Albertina muito preocupada questiona:
- O que vai fazer minha irmã? Não vai afrontar a nossa dona novamente?
- Eu já sou uma morta viva nessa terra minha irmã, aconteça o que acontecer, amanhã eu estarei morta antes do almoço. Eu preciso passar alguma mensagem. Como te disse, eu vou morrer, minha alma que eles dizem que eu não tenho por ser negra, mas que eu tenho certeza que tenho, eu sei que se vai, mas a minha ideia ficará no coração de vocês e sei que um dia ela irá se cristalizar, porque uma ideia nunca morre. Diz Justina em tom decidido.
- Eu tenho medo dessas suas ações minha irmã. Responde Albertina demonstrando receio, quando Justina complementa a sua fala:
- O medo nos aprisiona Albertina, um dia você entenderá isso. Lembre-se, o pássaro só sente a liberdade do voo quando ele se arrisca e perde o medo de voar.
Após aquela fala de Justina, Albertina, Josias e todos que estavam naquele espaço a descansar, incluindo os demais escravos que ficavam naquele porão, ficam a refletir sobre a frase daquela mulher. Justina estava decidida a colocar para todos a importância do sonho pela liberdade.

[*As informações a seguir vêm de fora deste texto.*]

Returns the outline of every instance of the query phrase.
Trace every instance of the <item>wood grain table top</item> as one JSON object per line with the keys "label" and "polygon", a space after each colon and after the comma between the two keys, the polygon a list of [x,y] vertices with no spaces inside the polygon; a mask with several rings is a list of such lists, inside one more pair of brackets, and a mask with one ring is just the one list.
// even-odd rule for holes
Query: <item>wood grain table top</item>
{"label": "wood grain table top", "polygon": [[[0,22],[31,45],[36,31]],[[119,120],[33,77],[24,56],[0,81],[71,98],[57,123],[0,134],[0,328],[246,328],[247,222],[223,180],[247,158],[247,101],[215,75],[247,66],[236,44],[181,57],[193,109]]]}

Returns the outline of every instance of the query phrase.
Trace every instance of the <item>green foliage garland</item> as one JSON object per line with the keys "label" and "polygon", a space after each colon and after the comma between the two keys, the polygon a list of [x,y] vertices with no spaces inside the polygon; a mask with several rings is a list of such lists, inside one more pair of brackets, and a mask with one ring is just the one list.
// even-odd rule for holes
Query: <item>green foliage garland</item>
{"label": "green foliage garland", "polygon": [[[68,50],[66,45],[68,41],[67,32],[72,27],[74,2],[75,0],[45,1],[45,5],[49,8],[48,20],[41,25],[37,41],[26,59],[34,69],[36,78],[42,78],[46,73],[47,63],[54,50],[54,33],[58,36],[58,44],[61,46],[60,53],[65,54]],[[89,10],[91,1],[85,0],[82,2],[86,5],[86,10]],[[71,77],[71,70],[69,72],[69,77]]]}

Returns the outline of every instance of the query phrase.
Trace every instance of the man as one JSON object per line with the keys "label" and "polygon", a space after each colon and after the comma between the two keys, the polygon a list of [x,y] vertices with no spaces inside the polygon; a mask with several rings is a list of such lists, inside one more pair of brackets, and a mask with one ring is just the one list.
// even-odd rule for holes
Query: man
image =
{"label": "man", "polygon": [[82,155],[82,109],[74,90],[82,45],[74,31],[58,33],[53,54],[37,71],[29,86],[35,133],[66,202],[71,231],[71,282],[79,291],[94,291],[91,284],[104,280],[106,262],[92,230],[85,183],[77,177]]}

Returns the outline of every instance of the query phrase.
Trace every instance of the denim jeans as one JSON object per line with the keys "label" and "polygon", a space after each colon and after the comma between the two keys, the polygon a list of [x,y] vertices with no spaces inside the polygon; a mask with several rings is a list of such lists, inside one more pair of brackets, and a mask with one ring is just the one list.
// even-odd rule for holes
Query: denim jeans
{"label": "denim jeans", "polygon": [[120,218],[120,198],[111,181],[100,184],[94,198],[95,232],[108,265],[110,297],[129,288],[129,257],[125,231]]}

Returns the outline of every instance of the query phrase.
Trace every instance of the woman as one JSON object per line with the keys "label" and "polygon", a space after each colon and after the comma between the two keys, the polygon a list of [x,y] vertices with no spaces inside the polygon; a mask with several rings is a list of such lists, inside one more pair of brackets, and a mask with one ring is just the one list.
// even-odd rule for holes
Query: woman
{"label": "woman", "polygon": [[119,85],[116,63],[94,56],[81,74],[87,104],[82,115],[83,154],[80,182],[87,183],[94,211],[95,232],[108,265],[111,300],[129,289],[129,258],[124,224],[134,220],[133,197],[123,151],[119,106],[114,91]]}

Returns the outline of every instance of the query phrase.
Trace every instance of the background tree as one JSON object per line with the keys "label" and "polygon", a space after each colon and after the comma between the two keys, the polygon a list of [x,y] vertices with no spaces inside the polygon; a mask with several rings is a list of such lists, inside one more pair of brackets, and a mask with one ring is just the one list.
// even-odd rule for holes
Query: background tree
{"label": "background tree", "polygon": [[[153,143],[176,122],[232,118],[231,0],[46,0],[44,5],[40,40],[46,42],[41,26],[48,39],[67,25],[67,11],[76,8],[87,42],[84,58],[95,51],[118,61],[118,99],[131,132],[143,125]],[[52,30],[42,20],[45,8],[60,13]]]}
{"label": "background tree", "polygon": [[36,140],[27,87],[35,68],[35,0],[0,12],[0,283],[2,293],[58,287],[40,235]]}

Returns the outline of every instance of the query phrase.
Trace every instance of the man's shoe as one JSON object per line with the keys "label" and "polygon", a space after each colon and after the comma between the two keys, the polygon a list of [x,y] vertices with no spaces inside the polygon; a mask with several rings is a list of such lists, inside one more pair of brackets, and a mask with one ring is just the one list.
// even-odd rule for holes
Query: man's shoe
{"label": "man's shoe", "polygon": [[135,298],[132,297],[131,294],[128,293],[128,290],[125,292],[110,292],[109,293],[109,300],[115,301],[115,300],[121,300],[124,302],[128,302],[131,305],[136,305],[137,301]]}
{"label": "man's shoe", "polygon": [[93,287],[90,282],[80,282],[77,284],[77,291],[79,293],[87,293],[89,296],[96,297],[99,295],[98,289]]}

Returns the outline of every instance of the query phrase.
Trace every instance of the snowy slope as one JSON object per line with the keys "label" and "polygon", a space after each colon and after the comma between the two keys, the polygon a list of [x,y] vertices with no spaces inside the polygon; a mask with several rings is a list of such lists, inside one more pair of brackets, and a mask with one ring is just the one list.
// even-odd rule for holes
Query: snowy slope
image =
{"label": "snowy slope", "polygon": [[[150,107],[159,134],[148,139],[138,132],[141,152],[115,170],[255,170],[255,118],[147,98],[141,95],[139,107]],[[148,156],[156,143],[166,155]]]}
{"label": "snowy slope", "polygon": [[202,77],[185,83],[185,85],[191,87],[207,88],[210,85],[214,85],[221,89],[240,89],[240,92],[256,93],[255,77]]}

Na parte de cima daquela casa, Scarlett passa aquele dia feliz da vida. Em sua mente a sua vitória perante a Justina, seria finalmente alcançada. Ela decidiu não avisar nada para Murilo, pois não queria que ele tentasse salvar aquela escrava. Pediu para que Tenório ficasse de olho nele e aquele homem combinou com Murilo de irem a cidade para trazer algumas mercadorias, evitando que ele soubesse que a sua amada seria castigada no dia seguinte, provavelmente, até a morte.
Antes de dormir, Scarlett sorria várias vezes, pensando que na manhã do dia seguinte ela teria a sua vitória final ao acabar com a vida daquela escrava, que a desafiou por tantas vezes, perante todos. O seu poder a partir daquele momento seria ainda mais reconhecido pelos seus escravos, que iriam descobrir do que ela era capaz. Na concepção de Scarlett, depois que ela matasse aquela escrava na frente de todos, eles jamais seriam ousariam contrariá-la, pois ficariam com um medo extremo de terem o mesmo destino que Justina teve. Ela vai dormir naquela noite sonhando com o dia seguinte, no momento em que pegaria naquele chicote e faria o que sempre sonhou enquanto esteve casada com Francisco, castigaria aquela escrava até a morte!